Diana Hayward is a Scottish artist based in Cambridge. Early in her career, Diana was initially inspired to paint by the Scottish colourists, in particular, Samuel John Peploe and Francis Campbell Boileau Cadell as well as Norman Edgar and George Devlin. She was greatly influenced by the way their use of colour and fluid painting styles manage to fill a room with light.
Diana’s work varies from impressionistic to semi-abstract, leaving enough room for the viewer to make their own interpretations. She paints as an emotional response to memories and images of time spent at her favourite coastal spots. For Diana beaches are forever changing. It is the same place but the wind and the tide have sculpted it over time. They are constantly evolving places, each with their own personalities. The sea has impact and whether its waves are gently lapping the shore or rolling in and spraying, Diana finds this both energising and calming. This energy is clearly reflected in her work, with the loose and free application of heavy impasto acrylics as well as the use of both brushes and painting knives. This process of capturing the movement of water is one which Diana finds a joyful challenge.

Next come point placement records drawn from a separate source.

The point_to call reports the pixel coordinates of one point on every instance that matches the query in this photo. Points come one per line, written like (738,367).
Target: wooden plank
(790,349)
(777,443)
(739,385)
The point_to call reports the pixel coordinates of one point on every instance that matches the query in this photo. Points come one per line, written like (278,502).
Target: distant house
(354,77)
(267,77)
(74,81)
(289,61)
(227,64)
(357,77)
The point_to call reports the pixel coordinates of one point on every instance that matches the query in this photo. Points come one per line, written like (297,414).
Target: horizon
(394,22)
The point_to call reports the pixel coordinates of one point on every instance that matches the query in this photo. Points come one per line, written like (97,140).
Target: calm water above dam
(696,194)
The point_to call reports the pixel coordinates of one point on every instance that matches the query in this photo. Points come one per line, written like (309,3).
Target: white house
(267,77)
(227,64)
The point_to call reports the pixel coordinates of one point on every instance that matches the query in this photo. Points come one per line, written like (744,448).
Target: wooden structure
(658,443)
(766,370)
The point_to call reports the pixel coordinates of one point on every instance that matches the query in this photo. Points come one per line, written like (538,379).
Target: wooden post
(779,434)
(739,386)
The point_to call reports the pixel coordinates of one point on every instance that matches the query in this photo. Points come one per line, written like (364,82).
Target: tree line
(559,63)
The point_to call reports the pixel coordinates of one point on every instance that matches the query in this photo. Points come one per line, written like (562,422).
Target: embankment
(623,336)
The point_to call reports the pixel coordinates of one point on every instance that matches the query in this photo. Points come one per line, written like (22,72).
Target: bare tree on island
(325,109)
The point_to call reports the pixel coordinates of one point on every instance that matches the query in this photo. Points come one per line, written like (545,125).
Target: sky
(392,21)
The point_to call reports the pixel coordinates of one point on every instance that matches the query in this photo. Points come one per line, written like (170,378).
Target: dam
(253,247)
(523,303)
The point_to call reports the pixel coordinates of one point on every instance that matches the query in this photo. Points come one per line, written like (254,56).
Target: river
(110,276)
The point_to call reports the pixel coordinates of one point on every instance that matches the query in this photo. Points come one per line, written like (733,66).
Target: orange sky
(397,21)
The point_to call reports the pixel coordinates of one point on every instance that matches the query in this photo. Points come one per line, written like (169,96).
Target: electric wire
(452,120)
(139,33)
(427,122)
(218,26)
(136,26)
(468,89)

‘Painting gives me a lot of pleasure. Unplanned, the image emerges. It seems to almost paint itself. Paintings are so much more than simple images. They are responses to emotions, memories, places and meetings. They have soul, should resonate and most importantly bring joy.’
Diana has been exhibiting her work since 2002, quickly gaining success at the Park Gallery in Glasgow, becoming their top-selling artist. Since then her work has been shown in Cambridge, Edinburgh, London and Glasgow including at the Paisley Art Institute. Her work also features in private collections in Europe and Asia.